Avec Nathalie…, Anne Fontaine a atteint le pic de son cinéma présomptueux, une manière de roman-photo bourgeois sans la moindre profondeur. Mais l’épouvantable conformisme de l’esthétique chichiteuse de Fontaine ne serait rien s’il ne croulait sous un psychologisme neuneu à pleurer. C’est ce que confirme Entre ses mains, film plus humble dans sa forme mais qui trouve dans une intrigue digne du Tristan de Philippe Harel la matière d’une improbable rencontre : le film de psycho-killer accueilli à bras ouverts par la désormais fameuse constellation de la lobotomie heureuse. Claire, 30 ans, rencontre Fabrice, vétérinaire et séducteur compulsif qui finit par la séduire. Pendant ce temps, un mystérieux tueur décime la banlieue de Lille avec une régularité de métronome…

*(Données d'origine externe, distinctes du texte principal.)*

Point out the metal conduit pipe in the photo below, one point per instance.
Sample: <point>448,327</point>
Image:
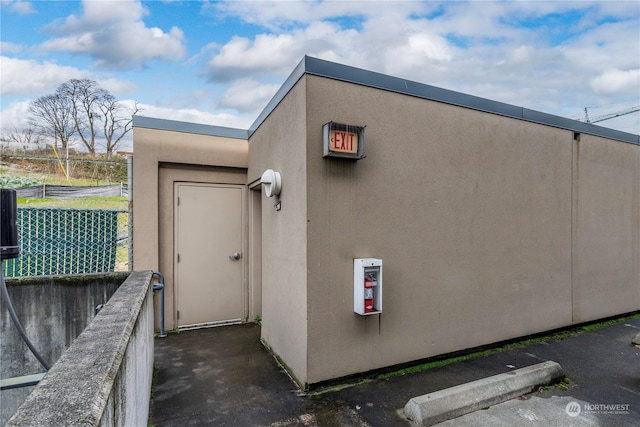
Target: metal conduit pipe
<point>16,321</point>
<point>160,287</point>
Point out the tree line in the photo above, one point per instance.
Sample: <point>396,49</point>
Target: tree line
<point>78,110</point>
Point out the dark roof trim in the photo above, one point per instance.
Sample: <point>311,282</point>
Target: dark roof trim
<point>186,127</point>
<point>345,73</point>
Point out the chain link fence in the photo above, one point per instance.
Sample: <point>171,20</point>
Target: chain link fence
<point>56,241</point>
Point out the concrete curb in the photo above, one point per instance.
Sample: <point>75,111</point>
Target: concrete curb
<point>442,405</point>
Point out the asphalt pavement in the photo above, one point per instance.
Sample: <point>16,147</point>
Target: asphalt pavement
<point>224,377</point>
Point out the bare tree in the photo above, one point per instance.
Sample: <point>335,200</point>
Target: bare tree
<point>117,122</point>
<point>81,107</point>
<point>85,98</point>
<point>24,136</point>
<point>51,117</point>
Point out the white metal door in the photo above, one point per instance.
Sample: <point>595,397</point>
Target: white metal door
<point>208,242</point>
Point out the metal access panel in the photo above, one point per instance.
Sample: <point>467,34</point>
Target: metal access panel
<point>367,286</point>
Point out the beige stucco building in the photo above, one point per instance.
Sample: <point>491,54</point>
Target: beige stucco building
<point>492,221</point>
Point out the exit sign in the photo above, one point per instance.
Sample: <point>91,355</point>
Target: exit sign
<point>345,141</point>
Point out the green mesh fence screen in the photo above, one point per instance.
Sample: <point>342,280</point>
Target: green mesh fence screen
<point>64,241</point>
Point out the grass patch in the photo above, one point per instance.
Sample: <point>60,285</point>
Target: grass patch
<point>559,335</point>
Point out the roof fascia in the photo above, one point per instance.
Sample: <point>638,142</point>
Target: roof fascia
<point>186,127</point>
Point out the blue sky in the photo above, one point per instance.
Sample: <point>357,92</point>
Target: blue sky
<point>221,62</point>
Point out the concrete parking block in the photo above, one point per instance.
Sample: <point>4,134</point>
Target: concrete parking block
<point>442,405</point>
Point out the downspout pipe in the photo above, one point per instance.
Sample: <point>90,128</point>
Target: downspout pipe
<point>16,321</point>
<point>160,287</point>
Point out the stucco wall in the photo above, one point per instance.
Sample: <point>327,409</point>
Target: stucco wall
<point>472,214</point>
<point>279,144</point>
<point>606,228</point>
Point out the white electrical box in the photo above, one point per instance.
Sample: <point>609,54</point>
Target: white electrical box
<point>367,286</point>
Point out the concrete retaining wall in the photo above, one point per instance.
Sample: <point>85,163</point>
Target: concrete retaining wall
<point>54,310</point>
<point>104,378</point>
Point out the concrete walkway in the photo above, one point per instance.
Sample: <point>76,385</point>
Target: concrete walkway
<point>224,377</point>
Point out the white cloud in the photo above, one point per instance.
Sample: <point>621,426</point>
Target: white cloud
<point>193,115</point>
<point>18,6</point>
<point>8,47</point>
<point>248,96</point>
<point>45,77</point>
<point>613,81</point>
<point>30,77</point>
<point>114,34</point>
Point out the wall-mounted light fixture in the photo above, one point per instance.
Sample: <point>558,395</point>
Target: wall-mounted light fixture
<point>272,182</point>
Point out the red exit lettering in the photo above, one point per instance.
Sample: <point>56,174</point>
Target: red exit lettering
<point>344,142</point>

Le grand, l’énorme pari d’Entre ses mains, c’est bien sûr Benoît Poelvoorde dans un double-rôle de play-boy et de tueur potentiel qui tranche avec ses habituelles performances de chefaillons tyranniques et ringards. A vrai dire, cet argument promotionnel est sans doute la meilleure idée du film, l’acteur belge assumant très vite ses nouvelles fonctions et prenant rapidement le contrôle du récit. La relation qui s’installe entre Fabrice et Claire, malgré la mécanique assez lourde de la mise en scène de Fontaine, passe plutôt bien, en grande partie grâce à la fraîcheur de ses interprètes. A côté de Poelvoorde, Isabelle Carré brille d’un charme triste et diffus, offrant au film, en de rares séquences, un trouble et une puissance de fascination réelle. Dans cette catégorie, le film d’acteurs à la Française, Entre ses mains parvient à tenir son pari : c’est déjà ça.
Dommage alors que Fontaine ne puisse s’empêcher de sombrer, au moment où tout semble bien installé, dans les abîmes du faux thriller en carton : la machinerie du genre qui tenait de manière assez lâche l’intrigue se resserre dans le dernier tiers jusqu’à étouffer tout le reste, transformant l’ensemble en un mélange de film-choc discount à la Breillat (le meurtre de la meilleure amie de Claire, d’une sauvagerie nauséeuse) et de grotesque pince-sans-rire et coincé. Plus rien à sauver dès lors que la survie des deux comédiens dans un torrent de clichés (références à Psychose et psychanalyse de comptoir de bar-tabac), et avec eux une certaine idée du cinéma de haut standing à la Française : du caviar pour les cochons.